The timeout issues got me thinking about designing a scalable on-demand system to handle this heavy load more efficiently. I aimed to create an architecture that could manage these intensive tasks without timing out and still deliver quick results. I decided to explore an event-driven architecture to see if it could solve our problems.

This article documents the idea and the decisions I made during development. It’s not a step-by-step tutorial but rather a reflection on the process. If you want to check out the current state of the project or contribute, you can find it on my GitHub.

What is FFmpeg?

According to their website:

FFmpeg is the leading multimedia framework, able to decode, encode, transcode, mux, demux, stream, filter and play pretty much anything that humans and machines have created.
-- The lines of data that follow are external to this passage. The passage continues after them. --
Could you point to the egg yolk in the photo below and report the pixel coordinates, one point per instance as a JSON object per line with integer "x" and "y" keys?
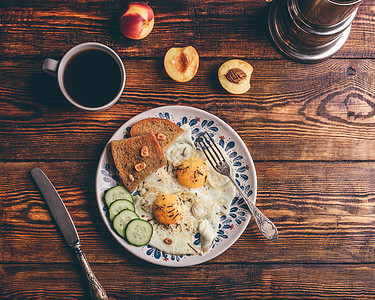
{"x": 192, "y": 172}
{"x": 167, "y": 209}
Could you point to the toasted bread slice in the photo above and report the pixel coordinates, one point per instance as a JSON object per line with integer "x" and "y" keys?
{"x": 136, "y": 158}
{"x": 165, "y": 131}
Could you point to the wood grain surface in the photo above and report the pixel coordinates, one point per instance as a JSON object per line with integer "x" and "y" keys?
{"x": 309, "y": 128}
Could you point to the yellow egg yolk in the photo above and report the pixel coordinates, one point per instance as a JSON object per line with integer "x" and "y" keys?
{"x": 167, "y": 209}
{"x": 192, "y": 172}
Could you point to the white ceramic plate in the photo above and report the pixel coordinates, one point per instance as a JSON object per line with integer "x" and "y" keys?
{"x": 230, "y": 227}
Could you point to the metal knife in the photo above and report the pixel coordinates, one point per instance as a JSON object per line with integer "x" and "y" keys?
{"x": 65, "y": 223}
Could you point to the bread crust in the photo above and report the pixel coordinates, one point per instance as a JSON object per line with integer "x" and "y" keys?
{"x": 158, "y": 125}
{"x": 126, "y": 155}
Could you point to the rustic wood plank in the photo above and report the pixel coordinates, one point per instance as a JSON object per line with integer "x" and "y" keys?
{"x": 62, "y": 281}
{"x": 324, "y": 213}
{"x": 327, "y": 113}
{"x": 40, "y": 29}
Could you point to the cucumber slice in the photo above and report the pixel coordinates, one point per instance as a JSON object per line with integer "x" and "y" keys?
{"x": 138, "y": 232}
{"x": 122, "y": 219}
{"x": 119, "y": 205}
{"x": 115, "y": 193}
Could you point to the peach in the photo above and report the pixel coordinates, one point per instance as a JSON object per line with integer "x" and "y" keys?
{"x": 137, "y": 21}
{"x": 234, "y": 75}
{"x": 181, "y": 64}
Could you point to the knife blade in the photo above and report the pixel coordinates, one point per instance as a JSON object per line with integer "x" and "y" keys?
{"x": 67, "y": 228}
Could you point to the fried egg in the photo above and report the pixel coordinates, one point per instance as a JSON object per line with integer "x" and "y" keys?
{"x": 184, "y": 200}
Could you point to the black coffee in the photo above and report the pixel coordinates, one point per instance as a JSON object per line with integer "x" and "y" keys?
{"x": 92, "y": 78}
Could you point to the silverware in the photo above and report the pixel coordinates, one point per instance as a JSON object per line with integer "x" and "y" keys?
{"x": 220, "y": 164}
{"x": 65, "y": 223}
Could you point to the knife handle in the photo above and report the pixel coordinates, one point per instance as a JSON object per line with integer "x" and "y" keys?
{"x": 96, "y": 290}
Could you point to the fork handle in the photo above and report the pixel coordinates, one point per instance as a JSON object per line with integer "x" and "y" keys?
{"x": 266, "y": 227}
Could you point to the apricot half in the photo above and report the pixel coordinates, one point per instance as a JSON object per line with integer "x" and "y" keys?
{"x": 234, "y": 75}
{"x": 181, "y": 64}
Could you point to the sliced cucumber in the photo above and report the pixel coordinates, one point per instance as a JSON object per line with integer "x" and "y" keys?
{"x": 115, "y": 193}
{"x": 122, "y": 219}
{"x": 119, "y": 205}
{"x": 138, "y": 232}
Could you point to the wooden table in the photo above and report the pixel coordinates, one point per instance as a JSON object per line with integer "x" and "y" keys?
{"x": 309, "y": 128}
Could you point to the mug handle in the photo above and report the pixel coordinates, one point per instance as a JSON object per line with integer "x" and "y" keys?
{"x": 50, "y": 66}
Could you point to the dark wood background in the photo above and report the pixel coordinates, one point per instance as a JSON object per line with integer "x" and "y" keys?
{"x": 310, "y": 130}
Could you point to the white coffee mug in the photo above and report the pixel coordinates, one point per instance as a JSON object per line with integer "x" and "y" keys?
{"x": 57, "y": 69}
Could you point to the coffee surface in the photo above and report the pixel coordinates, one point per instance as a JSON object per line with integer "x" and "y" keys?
{"x": 92, "y": 78}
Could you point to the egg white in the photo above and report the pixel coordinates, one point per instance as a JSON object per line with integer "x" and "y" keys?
{"x": 201, "y": 207}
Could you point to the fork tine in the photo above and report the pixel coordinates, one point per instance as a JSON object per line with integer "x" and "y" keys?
{"x": 216, "y": 147}
{"x": 205, "y": 149}
{"x": 213, "y": 151}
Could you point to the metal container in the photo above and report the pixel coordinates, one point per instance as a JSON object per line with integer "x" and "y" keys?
{"x": 311, "y": 31}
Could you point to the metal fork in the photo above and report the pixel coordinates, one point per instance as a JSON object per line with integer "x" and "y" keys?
{"x": 220, "y": 164}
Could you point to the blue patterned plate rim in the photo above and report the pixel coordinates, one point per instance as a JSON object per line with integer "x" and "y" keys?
{"x": 230, "y": 227}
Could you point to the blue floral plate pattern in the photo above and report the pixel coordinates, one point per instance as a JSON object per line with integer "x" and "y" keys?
{"x": 232, "y": 226}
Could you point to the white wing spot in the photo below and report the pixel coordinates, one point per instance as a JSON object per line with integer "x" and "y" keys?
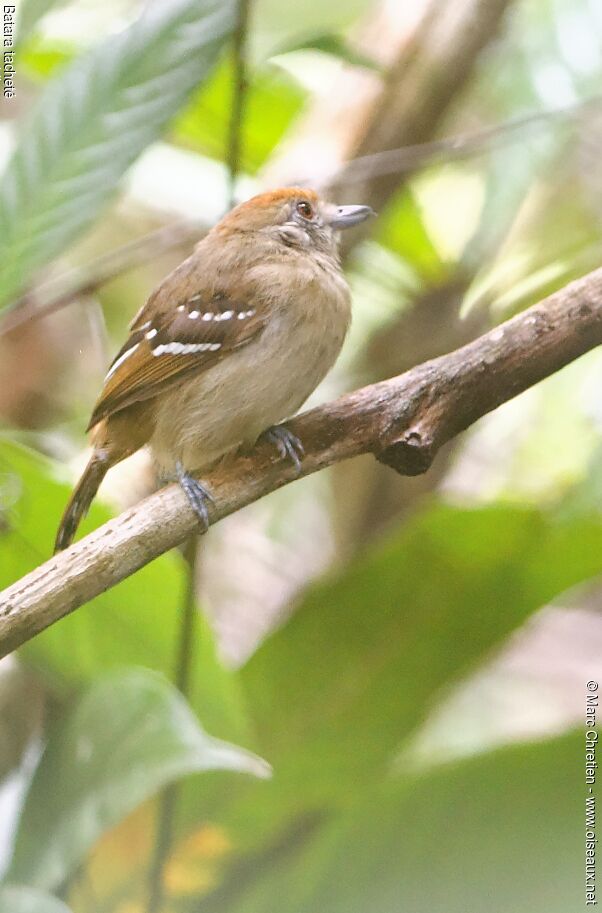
{"x": 121, "y": 359}
{"x": 183, "y": 348}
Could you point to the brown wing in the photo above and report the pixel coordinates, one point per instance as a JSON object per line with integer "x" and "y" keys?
{"x": 187, "y": 338}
It supports the most obscure ancient formats up to the cutting edge. No matter if they were designed by some standards committee, the community or a corporation. It is also highly portable: FFmpeg compiles, runs, and passes our testing infrastructure FATE across Linux, Mac OS X, Microsoft Windows, the BSDs, Solaris, etc. under a wide variety of build environments, machine architectures, and configurations.
About FFmpeg

The Architecture Draft

The system I had in mind would run in a Kubernetes environment. I planned to use KEDA for autoscaling my application (I will go deeper into deployment in part 2, soon).

The idea was to split the API and the job that would actually run the FFmpeg task. The communication between them would use a message broker. I chose Kafka initially. When the user triggers the API, it calls a job that handles the heavy FFmpeg load. Once the task is done, the user receives the result via a webhook call, notifying them when to retrieve the result file.

Architecture diagram illustrating the Video Editor API and Job components. The diagram shows a user interacting with the service, which routes requests to a horizontally scaled set of API instances managed by KEDA. Processed video tasks are then sent to a set of job instances, also managed by KEDA, for further processing and deployment.

We have separate deployments, allowing us to scale both the API and jobs independently. My plan is to scale the job to zero when there is no demand and upscale when the topic lag increases.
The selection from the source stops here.